وَمَا كَانَ لِنَبِيٍّ اَنْ يَّغُلَّۗ وَمَنْ يَّغْلُلْ يَأْتِ بِمَا غَلَّ يَوْمَ الْقِيٰمَةِۚ ثُمَّ تُوَفّٰى كُلُّ نَفْسٍ مَّا كَسَبَتْ وَهُمْ لَا يُظْلَمُوْنَ ١٦١
wa mâ kâna linabiyyin ay yaghull, wa may yaghlul ya’ti bimâ ghalla yaumal-qiyâmah, tsumma tuwaffâ kullu nafsim mâ kasabat wa hum lâ yudhlamûn
Tidak layak manusia nabi menyelewengkan (harta rampasan perang). Siapa yang tersebut menyelewengkan (-nya), niscaya pada hari Kiamat beliau akan datang mengakibatkan apa yang dimaksud diselewengkannya itu. Kemudian, setiap warga akan diberi balasan secara sempurna sesuai apa yang dimaksud mereka itu lakukan lalu merekan tidaklah dizalimi.
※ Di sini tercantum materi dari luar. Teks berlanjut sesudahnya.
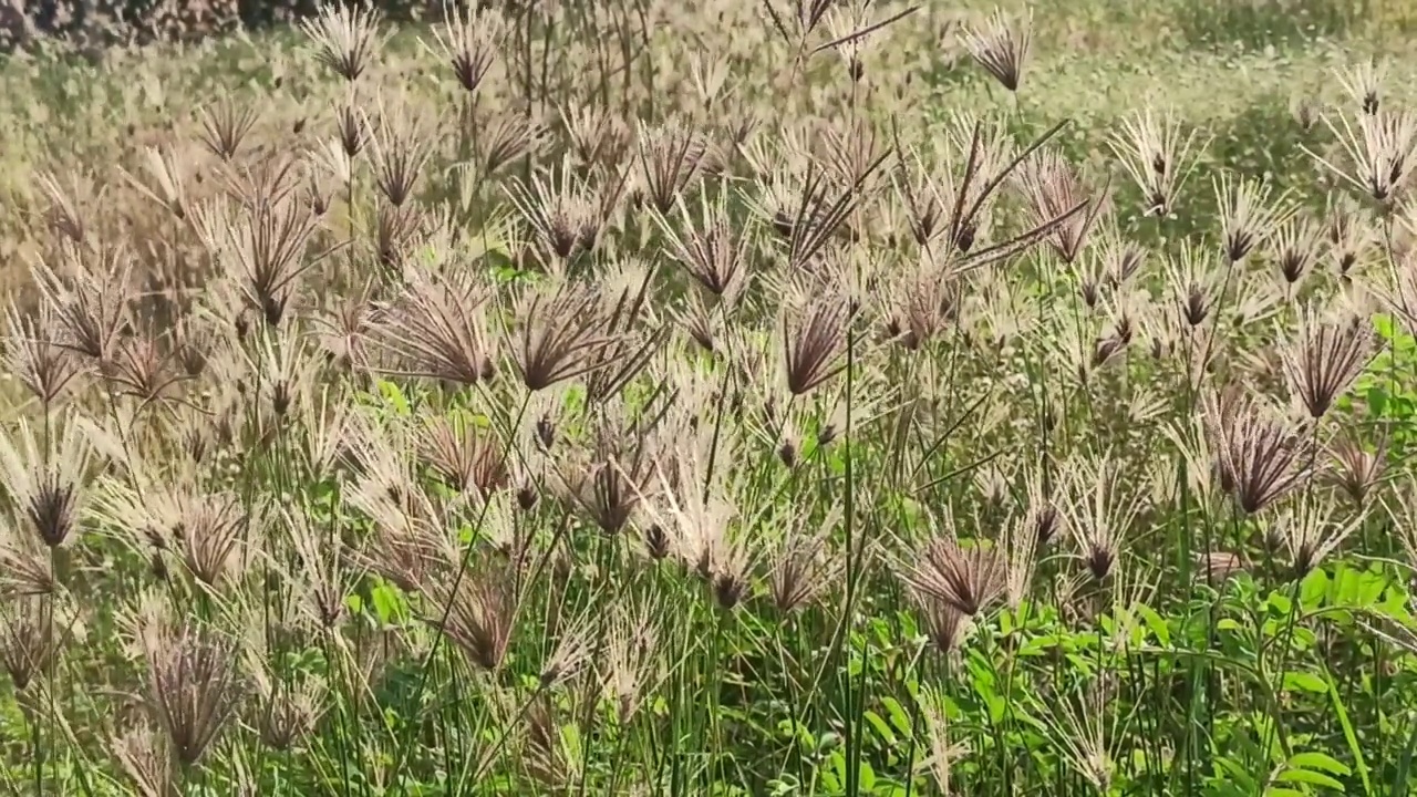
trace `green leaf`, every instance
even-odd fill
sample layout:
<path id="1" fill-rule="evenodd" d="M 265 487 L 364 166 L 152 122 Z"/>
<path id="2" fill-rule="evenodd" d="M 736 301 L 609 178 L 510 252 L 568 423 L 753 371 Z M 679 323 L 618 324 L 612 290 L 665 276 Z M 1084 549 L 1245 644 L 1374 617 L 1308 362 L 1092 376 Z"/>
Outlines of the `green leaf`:
<path id="1" fill-rule="evenodd" d="M 886 706 L 886 713 L 890 715 L 890 723 L 901 733 L 901 736 L 913 736 L 910 725 L 910 715 L 900 705 L 900 701 L 891 696 L 881 698 L 881 705 Z"/>
<path id="2" fill-rule="evenodd" d="M 1136 604 L 1136 614 L 1139 614 L 1142 621 L 1146 623 L 1146 627 L 1151 628 L 1151 632 L 1156 635 L 1158 642 L 1161 642 L 1162 645 L 1170 645 L 1170 625 L 1168 625 L 1166 621 L 1162 620 L 1161 614 L 1156 614 L 1155 608 L 1146 604 Z"/>
<path id="3" fill-rule="evenodd" d="M 1285 672 L 1284 688 L 1322 693 L 1328 692 L 1328 681 L 1314 675 L 1312 672 Z"/>
<path id="4" fill-rule="evenodd" d="M 860 783 L 857 786 L 860 786 L 860 790 L 862 791 L 874 791 L 876 790 L 876 770 L 871 769 L 871 764 L 869 764 L 866 762 L 862 762 L 862 771 L 859 774 L 860 774 Z"/>
<path id="5" fill-rule="evenodd" d="M 1329 577 L 1323 570 L 1314 570 L 1299 584 L 1299 606 L 1305 610 L 1318 608 L 1329 590 Z"/>

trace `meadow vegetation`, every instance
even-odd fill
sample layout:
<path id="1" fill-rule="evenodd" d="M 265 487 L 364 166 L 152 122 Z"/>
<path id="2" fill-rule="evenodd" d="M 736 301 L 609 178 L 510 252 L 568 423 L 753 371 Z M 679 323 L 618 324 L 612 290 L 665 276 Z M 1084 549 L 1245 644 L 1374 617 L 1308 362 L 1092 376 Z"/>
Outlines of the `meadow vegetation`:
<path id="1" fill-rule="evenodd" d="M 1414 21 L 26 34 L 0 781 L 1406 794 Z"/>

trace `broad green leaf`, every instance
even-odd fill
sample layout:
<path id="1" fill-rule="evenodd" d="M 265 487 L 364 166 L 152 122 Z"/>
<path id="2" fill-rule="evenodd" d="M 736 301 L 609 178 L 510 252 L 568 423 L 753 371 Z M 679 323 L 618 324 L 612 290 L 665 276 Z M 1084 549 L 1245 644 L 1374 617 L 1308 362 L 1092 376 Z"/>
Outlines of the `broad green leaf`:
<path id="1" fill-rule="evenodd" d="M 1312 672 L 1285 672 L 1284 674 L 1284 688 L 1285 689 L 1301 689 L 1304 692 L 1328 692 L 1328 681 L 1323 681 Z"/>
<path id="2" fill-rule="evenodd" d="M 1298 769 L 1316 769 L 1332 774 L 1353 774 L 1353 770 L 1348 769 L 1348 764 L 1335 759 L 1328 753 L 1319 753 L 1316 750 L 1309 750 L 1306 753 L 1294 753 L 1289 759 L 1291 767 Z"/>
<path id="3" fill-rule="evenodd" d="M 1333 776 L 1306 769 L 1287 769 L 1281 771 L 1274 780 L 1280 783 L 1308 783 L 1311 786 L 1322 786 L 1325 788 L 1343 791 L 1343 784 L 1339 783 L 1338 780 L 1333 780 Z"/>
اَفَمَنِ اتَّبَعَ رِضْوَانَ اللّٰهِ كَمَنْۢ بَاۤءَ بِسَخَطٍ مِّنَ اللّٰهِ وَمَأْوٰىهُ جَهَنَّمُۗ وَبِئْسَ الْمَصِيْرُ ١٦٢
a fa manittaba’a ridlwânallâhi kamam bâ’a bisakhathim minallâhi wa ma’wâhu jahannam, wa bi’sal-mashîr
Apakah pendatang yang mengikuti (jalan) rida Allah serupa dengan penduduk yang digunakan kembali dengan mengakibatkan kemurkaan dari Allah dan juga tempatnya adalah (neraka) Jahanam? Itulah seburuk-buruk tempat kembali.
هُمْ دَرَجٰتٌ عِنْدَ اللّٰهِۗ وَاللّٰهُ بَصِيْرٌ ۢ بِمَا يَعْمَلُوْنَ ١٦٣
hum darajâtun ‘indallâh, wallâhu bashîrum bimâ ya’malûnMereka bertingkat-tingkat dalam sisi Allah. Allah Maha Melihat apa yang dimaksud mereka kerjakan.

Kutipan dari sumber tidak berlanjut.